Benham v. State

Weltner, Justice.

St. Clair Benham was convicted by a jury of felony murder, armed robbery, and burglary. He was sentenced to two concurrent terms of life imprisonment and a term of years.1

1. Although the evidence in this case is circumstantial,2 a rational trier of fact could have found Benham guilty beyond a reasonable doubt of the charges against him. Jackson v. Virginia, 443 U. S. 307 (99 SC 2781, 61 LE2d 560) (1979).

2. The testimony of a police officer disclosed that during a prearrest interview Benham did not respond to some of the questions asked of him. Benham moved for a mistrial, contending that this testimony amounted to an unfavorable comment by the district attorney on his silence. The motion was denied. The interview took place before Benham’s arrest. It does not reflect an attempt by the district attorney to call attention to or comment unfavorably upon Benham’s silence.

Every comment directed toward a defendant’s silence will not be cause for an automatic reversal. ... To reverse a conviction the evidence of the defendant’s election to remain silent must point directly at the substance of defendant’s defense or otherwise substantially prejudice the defendant in *250the eyes of the jury.
Decided May 25, 1989. John Thomas Chason, for appellant. Lewis R. Slaton, District Attorney, Carole E. Wall, Assistant District Attorney, Michael J. Bowers, Attorney General, Leonora Grant, for appellee.

Smith v. State, 244 Ga. 814, 815, 816 (262 SE2d 116) (1979).

3. Benham contends that it was error to allow a police officer to testify he had received information from a “concerned citizen,” and that he relayed the information to a second police officer. The substance of the information was not disclosed to the jury. Benham contends that because he was arrested by the second police officer after the receipt of the information, the jury could have concluded that his arrest was based upon such information. The second officer testified that prior to arresting Benham he had spoken with numerous witnesses, made a detailed examination of the crime scene, and interviewed Benham.

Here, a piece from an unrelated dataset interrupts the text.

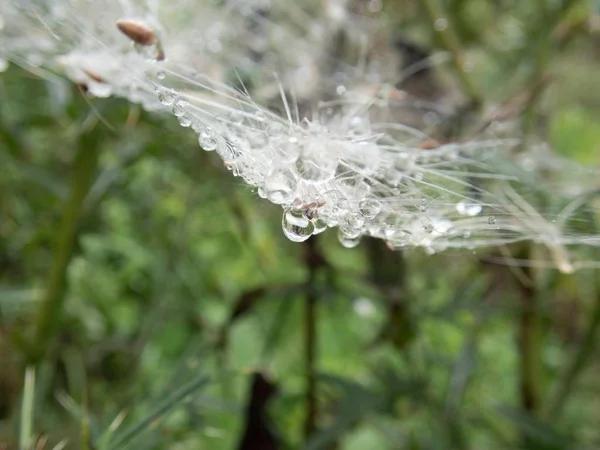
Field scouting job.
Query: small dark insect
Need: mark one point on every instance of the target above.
(311, 209)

Momon v. State, 249 Ga. 865 (294 SE2d 482) (1982), relied upon by Benham, is inapplicable. There was no error.

4. Benham contends that the trial court erred in refusing to excuse two prospective jurors who were challenged for cause. From the record, it is obvious that neither was anxious to serve. One was the victim of a recent crime, and the other was an accountant who was laboring under pressing responsibilities. After hearing their concerns, the trial court ruled that each was qualified to serve. There was no error. Robinson v. State, 180 Ga. App. 248, 249 (348 SE2d 761) (1986).

5. The jury verdict found Benham guilty of felony murder, and recited that the underlying felonies were armed robbery and burglary. Hence, the discrete convictions for armed robbery and burglary must be set aside, as merged with the felony murder conviction. Sanborn v. State, 251 Ga. 169, 170 (304 SE2d 377) (1983).

Judgment affirmed in part and reversed in part.

All the Justices concur.

The crimes were committed on August 9,1985, and Benham was indicted on December 13, 1985. Benham was found guilty by a jury and was sentenced on September 26, 1986. His motion for new trial was filed on October 20, 1986, and was amended on September 2, 1988. The amended motion for new trial was denied on September 13, 1988. Benham’s notice of appeal was filed on October 11, 1988. This appeal was docketed in this court on November 2, 1988, and was argued before this court on January 12, 1989.

The victim was stabbed to death in her ransacked home. Her money had been taken. Following the murder, the sole of Benham’s athletic shoe was found to be embedded with blood consistent with the victim’s blood. This shoe sole matched an imprint on an article of the victim’s clothing found at the murder scene. Benham, who was chronically without funds, had money the day following the murder. He purchased six new pairs of athletic shoes. He confided to a witness, after the killing, that he suddenly had “come into” some money.